Learning Deep Learning — MNIST with FastAI (Part 2)

9 min readJun 6, 2021

In this series of posts my goal is to document and illustrate my journey as I learn the art and science of “deep learning”. I know these posts will be useful to myself as I look back and reflect on how far I’ve come, and I hope they can be great starting points for others as well.

In Part 1 I set the stage and we looked at solving a subset of the full MNIST problem (just dealing with two numbers, 3’s and 7's). Here in Part 2 we’ll take what we learned and apply it to build the full 10-digit MNIST classifier.

Let’s get to it!

Setup and Data

If you’re here without reading Part 1, that’s OK, but if you have questions about setup it might be good to peak back there. I’m going to jump right into it this time around.

# Notebook setup
!pip install -q fastbook
import fastbook
fastbook.setup_book()from fastai.vision.all import *
from fastbook import *# Set the default image color map to grayscale
matplotlib.rc('image', cmap='Greys')# Download the dataset
path = untar_data(URLs.MNIST)
Path.BASE_PATH = path
path.ls()
OUTPUT:[Path('testing'), Path('training')]

Here we see a slight difference in the folder structure from the reduced URLs.MNIST_SAMPLE dataset we were looking at in Part 1. We can still create our DataLoaders with the same method, but we need to give the appropriate subfolder names.

'''
Create the DataLoaders which will feed batches of training and validation images
'''
dls = ImageDataLoaders.from_folder(
    path,
    train='training',
    valid='testing',
)# LOOK AT YOUR DATA
dls.train.show_batch()

Images with their labels from a training batch

Here we peak at some example data from a training batch, and this time we see all manner of digits, not just 3’s and 7's. The labels above each image look correct, too.

At this point it would be wise to investigate the data your dealing with a LOT more. Use dls.valid.show_batch()to look at some images from a validation batch; count the number of total images in train vs validation; look at the distribution of each digit within train and validation. These are fundamental things that, if wrong, will screw up the whole training and model-building process. (Imagine if the entire dataset was missing 9's.)

Building a Baseline: Average Image Creation

Just like in Part 1, we need to establish a baseline to gauge how effective our fancy model is compared to some simpler, cheaper method. Let’s use that “average image” comparison technique again. Last time it gave us a combined 94% accurate baseline, but this time around we have 10 digits instead of 2, so we should expect it to be lower.

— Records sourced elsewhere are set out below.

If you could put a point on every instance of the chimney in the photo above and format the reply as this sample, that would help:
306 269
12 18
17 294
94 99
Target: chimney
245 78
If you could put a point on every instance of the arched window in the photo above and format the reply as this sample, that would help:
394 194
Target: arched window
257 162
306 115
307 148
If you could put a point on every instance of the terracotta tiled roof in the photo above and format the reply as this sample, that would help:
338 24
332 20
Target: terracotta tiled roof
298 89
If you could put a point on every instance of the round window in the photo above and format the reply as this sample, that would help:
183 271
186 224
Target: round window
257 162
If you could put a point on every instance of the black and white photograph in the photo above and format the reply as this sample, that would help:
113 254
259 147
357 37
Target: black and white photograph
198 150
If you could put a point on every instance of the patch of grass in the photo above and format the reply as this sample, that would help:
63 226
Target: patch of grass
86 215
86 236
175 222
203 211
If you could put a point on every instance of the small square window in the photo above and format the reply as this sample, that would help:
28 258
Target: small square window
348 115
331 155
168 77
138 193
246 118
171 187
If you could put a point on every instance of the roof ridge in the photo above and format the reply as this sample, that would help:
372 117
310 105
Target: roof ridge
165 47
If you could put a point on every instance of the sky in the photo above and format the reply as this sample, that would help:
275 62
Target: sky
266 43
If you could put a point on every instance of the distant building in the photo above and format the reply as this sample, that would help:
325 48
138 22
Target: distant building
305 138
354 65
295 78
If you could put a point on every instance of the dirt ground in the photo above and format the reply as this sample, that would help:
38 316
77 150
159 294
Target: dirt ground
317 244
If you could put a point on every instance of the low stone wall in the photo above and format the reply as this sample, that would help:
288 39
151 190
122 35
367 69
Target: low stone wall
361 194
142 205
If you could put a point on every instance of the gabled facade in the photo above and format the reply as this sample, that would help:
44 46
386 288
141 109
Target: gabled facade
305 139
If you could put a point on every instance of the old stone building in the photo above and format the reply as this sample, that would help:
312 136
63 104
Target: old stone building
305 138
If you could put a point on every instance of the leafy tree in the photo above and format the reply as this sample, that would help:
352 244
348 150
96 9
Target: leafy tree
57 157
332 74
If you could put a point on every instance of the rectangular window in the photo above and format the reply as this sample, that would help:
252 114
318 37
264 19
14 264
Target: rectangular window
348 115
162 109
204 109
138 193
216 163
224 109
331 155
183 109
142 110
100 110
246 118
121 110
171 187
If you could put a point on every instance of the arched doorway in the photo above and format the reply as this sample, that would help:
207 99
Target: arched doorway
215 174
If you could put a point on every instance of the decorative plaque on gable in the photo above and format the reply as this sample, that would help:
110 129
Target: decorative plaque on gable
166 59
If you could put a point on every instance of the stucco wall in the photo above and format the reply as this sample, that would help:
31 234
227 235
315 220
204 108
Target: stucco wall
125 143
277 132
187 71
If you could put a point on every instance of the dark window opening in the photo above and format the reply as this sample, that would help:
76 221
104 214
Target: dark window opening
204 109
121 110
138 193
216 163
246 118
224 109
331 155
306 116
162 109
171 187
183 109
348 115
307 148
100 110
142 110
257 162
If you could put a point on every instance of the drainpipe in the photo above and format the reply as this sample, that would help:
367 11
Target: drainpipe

This time with 10 classification categories the process will be a bit more involved. Let’s see what we get.

# Gather the validation subdirectories representing each digit
valid_paths = (path / 'testing').ls()
valid_paths.sort()
valid_paths
OUTPUT:[
  Path('testing/0'),
  Path('testing/1'),
  Path('testing/2'),
  Path('testing/3'),
  Path('testing/4'),
  Path('testing/5'),
  Path('testing/6'),
  Path('testing/7'),
  Path('testing/8'),
  Path('testing/9'),
]

At the location we downloaded the full MNIST dataset, sub-folder “testing” has 10 subdirectories, one for each digit. For each of these subfolders we want to create an averaged image.

# Converts paths to image data and stacks them into a single tensor
def stack(paths):
    return torch.stack([
        tensor(Image.open(path)).float() / 255 for path in paths
    ])'''
Helper to get us the "average" image for all images under a given path
'''
def get_mean_img(path):
    imgs = stack(path.ls())
    return imgs.mean(0)# Form the "average" images for each validation (testing) sub-dir
mean_imgs = torch.stack([get_mean_img(p) for p in valid_paths])
mean_imgs.shape
OUTPUT:torch.Size([10, 28, 28])

Nice. We should have formed an average image for each digit and stacked them together into a single tensor, and the tensor shape is indicating that’s exactly what happened. At least we have a stack of ten 28x28 things (our image size). Not taking anything for granted, let’s plot these images to make sure they look correct.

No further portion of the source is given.